## Friday, November 9, 2012

### Hexaflexagation Visualization

If you've never heard of a hexaflexagon, watch this.   In brief, hexaflexagons are cool because they have really weird geometry.  They have too many sides.  If you've never seen a hexahexaflexagon, watch this.  Hexahexaflexagons have even more too many sides.  If you find yourself hexiflexagonally inclined, make one yourself and play with it for a while.  Then, once you've accidentally sunk way too much time into trying to understand your new toy and you're really frustrated that the sides keep disappearing and new ones keep appearing out of nowhere, watch this:

For the more set-theoretically inclined:

Node set: {1o, 1*, 1#, 2o, 2*, 2#, 3o, 3*, 3#, 4o, 4*, 5o, 5*, 6o, 6*}

("o" stands for "circle" (a circle drawn around the center of the hexagon), "*" is "star" (which looks more like a snow flake), and "#" is "box", which is actually a small hexagon drawn around the center.)
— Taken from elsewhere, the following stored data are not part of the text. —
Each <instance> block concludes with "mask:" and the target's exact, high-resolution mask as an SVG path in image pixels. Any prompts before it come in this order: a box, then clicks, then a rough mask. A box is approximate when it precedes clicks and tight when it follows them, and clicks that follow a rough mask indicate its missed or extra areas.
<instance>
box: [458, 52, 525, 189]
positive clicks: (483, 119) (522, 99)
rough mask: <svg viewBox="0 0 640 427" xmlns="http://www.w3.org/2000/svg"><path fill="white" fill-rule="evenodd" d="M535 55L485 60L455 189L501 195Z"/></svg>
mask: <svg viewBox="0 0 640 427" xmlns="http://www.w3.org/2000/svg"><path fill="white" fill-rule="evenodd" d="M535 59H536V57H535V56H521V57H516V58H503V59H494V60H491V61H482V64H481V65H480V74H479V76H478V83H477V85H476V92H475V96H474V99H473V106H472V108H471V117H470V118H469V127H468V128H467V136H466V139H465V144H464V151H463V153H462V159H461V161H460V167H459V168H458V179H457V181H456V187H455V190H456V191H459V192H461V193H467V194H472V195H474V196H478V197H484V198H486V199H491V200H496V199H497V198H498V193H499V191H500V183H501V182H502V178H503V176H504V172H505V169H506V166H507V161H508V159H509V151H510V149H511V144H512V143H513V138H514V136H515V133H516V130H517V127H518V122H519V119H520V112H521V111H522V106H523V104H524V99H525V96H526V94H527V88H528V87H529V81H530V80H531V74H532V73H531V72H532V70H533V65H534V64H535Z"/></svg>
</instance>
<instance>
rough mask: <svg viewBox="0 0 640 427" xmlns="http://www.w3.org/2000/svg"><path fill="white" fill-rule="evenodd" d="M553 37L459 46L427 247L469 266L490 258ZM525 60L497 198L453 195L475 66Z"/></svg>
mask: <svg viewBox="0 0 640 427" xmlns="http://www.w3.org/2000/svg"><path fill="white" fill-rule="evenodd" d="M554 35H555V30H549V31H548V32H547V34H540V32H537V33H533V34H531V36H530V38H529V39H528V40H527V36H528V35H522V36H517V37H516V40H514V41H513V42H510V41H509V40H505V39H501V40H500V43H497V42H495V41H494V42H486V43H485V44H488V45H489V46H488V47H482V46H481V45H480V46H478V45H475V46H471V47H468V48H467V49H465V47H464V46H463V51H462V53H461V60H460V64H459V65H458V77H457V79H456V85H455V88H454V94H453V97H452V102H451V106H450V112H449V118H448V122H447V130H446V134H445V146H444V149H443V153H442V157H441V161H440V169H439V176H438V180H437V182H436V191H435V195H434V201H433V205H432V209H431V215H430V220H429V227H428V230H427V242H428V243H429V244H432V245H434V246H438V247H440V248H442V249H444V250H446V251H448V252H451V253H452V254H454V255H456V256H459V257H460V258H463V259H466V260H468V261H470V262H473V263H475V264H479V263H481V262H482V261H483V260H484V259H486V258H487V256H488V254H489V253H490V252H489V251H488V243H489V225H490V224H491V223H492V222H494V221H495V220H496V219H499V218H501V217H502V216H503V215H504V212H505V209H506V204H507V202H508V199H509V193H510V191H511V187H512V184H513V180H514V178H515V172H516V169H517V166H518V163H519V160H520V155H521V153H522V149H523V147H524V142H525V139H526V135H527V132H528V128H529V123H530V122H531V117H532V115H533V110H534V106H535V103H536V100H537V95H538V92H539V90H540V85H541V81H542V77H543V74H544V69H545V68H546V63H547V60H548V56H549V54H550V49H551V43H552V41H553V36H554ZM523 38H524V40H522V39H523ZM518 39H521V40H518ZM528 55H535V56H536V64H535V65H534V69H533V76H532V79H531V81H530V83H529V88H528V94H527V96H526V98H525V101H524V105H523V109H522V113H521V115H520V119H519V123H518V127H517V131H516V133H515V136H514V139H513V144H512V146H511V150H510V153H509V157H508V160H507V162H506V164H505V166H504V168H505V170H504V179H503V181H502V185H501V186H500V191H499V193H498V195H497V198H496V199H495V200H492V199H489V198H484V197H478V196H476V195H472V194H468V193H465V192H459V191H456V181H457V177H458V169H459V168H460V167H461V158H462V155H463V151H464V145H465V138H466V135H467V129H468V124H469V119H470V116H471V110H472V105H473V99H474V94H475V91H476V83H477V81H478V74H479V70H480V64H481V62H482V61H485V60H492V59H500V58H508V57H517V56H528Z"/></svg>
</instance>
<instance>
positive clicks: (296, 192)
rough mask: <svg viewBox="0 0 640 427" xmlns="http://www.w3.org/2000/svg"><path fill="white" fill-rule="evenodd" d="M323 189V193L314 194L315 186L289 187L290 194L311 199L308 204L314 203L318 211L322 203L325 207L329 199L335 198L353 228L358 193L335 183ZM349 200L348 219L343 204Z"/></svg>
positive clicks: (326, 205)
"Open" for top side: {(1*, 5*), (1*, 3o), (1o, 3o), (2*, 1*), (2*, 4*), (2o, 1*), (3*, 2*), (3o, 6o), (3o, 2*), (4*, 3*), (5*, 20), (6*, 1o)}

"Open" for bottom side: {(1#, 6o), (1#, 2#), (1o, 2#), (2#, 3#), (2#, 5o), (2o, 3#), (3*, 1#), (3#, 4o), (4o, 2o), (5o, 1o), (6o, 3*)}

"Flip" for top side: {(1*, 2#), (1o, 6o), (2*, 3#), (2o, 5o), (3*, 4o), (3o, 1#), (4*, 2o), (5*, 1o), (6*, 3*)}

"Flip" for bottom side: {(1#, 3o), (1o, 5*), (2#, 1*), (2o, 4*), (3*, 6*), (3#, 2*), (4o, 3*), (5o, 2o), (6o, 1o)}

But it's way more fun on a balloon, right?